The 100th went back to Naples to board landing crafts to ship to Anzio just south of Rome. On arrival, the unit learned that the beach was in firing range of the large German rail guns. He recalls the gutsy move by Young Oak Kim and his partner, Pfc. Irving Akahoshi, when they captured German prisoners in broad daylight.
It was on the next push to Lanuvio, where Willie Goo was wounded on June 2, 1944. He was approaching an enemy machine gun nest when a land mine went off and hit him in the leg and shoulder. His canteen was punctured and Goo at first thought the water on his uniform was blood. He also checked his helmet and finding no wound, told his buddy, Warren Iwai, that things were okay. Meanwhile others had captured the Germans in the machine gun nest and the prisoners carried Goo about 400 yards to the rear. From there he went to the field hospital and then to the 45th General Hospital in Naples.

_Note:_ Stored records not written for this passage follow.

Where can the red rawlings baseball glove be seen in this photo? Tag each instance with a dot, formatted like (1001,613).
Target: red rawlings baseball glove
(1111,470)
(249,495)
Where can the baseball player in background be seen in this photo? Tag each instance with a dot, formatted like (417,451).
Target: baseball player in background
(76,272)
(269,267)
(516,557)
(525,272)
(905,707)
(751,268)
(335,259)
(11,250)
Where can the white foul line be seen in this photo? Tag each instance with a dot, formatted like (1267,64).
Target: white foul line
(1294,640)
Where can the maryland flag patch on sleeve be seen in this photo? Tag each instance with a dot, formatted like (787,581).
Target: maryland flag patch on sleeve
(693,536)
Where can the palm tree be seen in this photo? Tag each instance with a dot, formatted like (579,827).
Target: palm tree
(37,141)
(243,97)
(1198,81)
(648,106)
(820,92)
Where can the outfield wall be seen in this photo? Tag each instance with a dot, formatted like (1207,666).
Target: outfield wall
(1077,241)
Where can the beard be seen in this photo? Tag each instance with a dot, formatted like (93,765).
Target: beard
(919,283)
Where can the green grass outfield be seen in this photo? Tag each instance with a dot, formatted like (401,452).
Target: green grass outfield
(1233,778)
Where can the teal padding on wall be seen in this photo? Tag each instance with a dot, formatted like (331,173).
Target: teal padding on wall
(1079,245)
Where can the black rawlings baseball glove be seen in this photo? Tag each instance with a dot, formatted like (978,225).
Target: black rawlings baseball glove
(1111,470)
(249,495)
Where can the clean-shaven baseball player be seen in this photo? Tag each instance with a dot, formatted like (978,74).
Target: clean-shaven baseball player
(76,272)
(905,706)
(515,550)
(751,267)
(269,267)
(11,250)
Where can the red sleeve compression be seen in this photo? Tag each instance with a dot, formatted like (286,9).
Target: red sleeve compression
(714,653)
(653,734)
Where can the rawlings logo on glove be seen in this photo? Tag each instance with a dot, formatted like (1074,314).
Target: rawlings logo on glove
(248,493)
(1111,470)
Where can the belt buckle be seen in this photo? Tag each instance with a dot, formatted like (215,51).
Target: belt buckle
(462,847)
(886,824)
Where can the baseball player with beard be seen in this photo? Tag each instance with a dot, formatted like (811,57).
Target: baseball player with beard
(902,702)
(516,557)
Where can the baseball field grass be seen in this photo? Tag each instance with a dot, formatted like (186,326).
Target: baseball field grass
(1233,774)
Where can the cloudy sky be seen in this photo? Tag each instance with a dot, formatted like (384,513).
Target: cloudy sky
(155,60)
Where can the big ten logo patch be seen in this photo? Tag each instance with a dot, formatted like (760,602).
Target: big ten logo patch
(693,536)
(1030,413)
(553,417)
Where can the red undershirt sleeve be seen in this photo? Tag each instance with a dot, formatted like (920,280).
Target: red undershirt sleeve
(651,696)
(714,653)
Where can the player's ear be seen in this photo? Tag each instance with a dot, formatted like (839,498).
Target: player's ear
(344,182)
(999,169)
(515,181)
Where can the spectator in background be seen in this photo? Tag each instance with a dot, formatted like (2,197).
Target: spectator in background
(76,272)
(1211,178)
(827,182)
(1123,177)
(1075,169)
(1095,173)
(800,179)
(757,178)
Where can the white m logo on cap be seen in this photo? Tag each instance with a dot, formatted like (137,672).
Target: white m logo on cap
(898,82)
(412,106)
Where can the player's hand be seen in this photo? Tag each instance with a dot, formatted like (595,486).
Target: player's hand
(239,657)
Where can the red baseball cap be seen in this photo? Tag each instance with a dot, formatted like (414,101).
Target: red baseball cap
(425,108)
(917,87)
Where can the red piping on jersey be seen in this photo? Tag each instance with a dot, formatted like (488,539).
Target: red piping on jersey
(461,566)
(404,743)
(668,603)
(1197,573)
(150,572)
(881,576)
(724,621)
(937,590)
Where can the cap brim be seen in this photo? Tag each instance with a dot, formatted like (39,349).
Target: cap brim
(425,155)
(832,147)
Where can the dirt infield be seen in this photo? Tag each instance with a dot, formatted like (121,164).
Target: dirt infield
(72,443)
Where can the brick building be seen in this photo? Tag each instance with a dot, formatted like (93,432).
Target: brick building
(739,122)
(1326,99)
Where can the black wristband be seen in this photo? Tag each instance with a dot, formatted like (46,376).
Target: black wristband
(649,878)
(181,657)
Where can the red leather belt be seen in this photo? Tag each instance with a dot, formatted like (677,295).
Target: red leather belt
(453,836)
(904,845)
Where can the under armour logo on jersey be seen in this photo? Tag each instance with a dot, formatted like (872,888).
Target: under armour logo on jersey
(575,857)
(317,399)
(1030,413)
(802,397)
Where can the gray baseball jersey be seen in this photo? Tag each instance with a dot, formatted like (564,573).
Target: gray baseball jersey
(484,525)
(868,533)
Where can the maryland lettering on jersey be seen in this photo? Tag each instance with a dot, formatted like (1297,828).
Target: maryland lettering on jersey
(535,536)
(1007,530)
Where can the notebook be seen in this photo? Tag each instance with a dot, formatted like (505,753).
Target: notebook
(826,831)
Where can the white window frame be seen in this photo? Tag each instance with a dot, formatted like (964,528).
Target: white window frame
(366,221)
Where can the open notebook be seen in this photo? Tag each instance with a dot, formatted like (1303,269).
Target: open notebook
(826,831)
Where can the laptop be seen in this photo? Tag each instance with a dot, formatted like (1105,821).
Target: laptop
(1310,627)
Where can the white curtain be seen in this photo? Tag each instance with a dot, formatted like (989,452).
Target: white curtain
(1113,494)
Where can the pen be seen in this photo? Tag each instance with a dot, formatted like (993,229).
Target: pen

Willie was shipped back to the US mainland where he spent a year in rehab at hospitals in Virginia, Mayo Clinic in Michigan and Galesburg, Ill. Goo was finally released from the Army on July 31, 1945.
He returned to his job at the golf course before moving on to Kahului Railroad. It was then he met his future bride, Janet, who asked to hitch a ride with Willie to her workplace at A&B.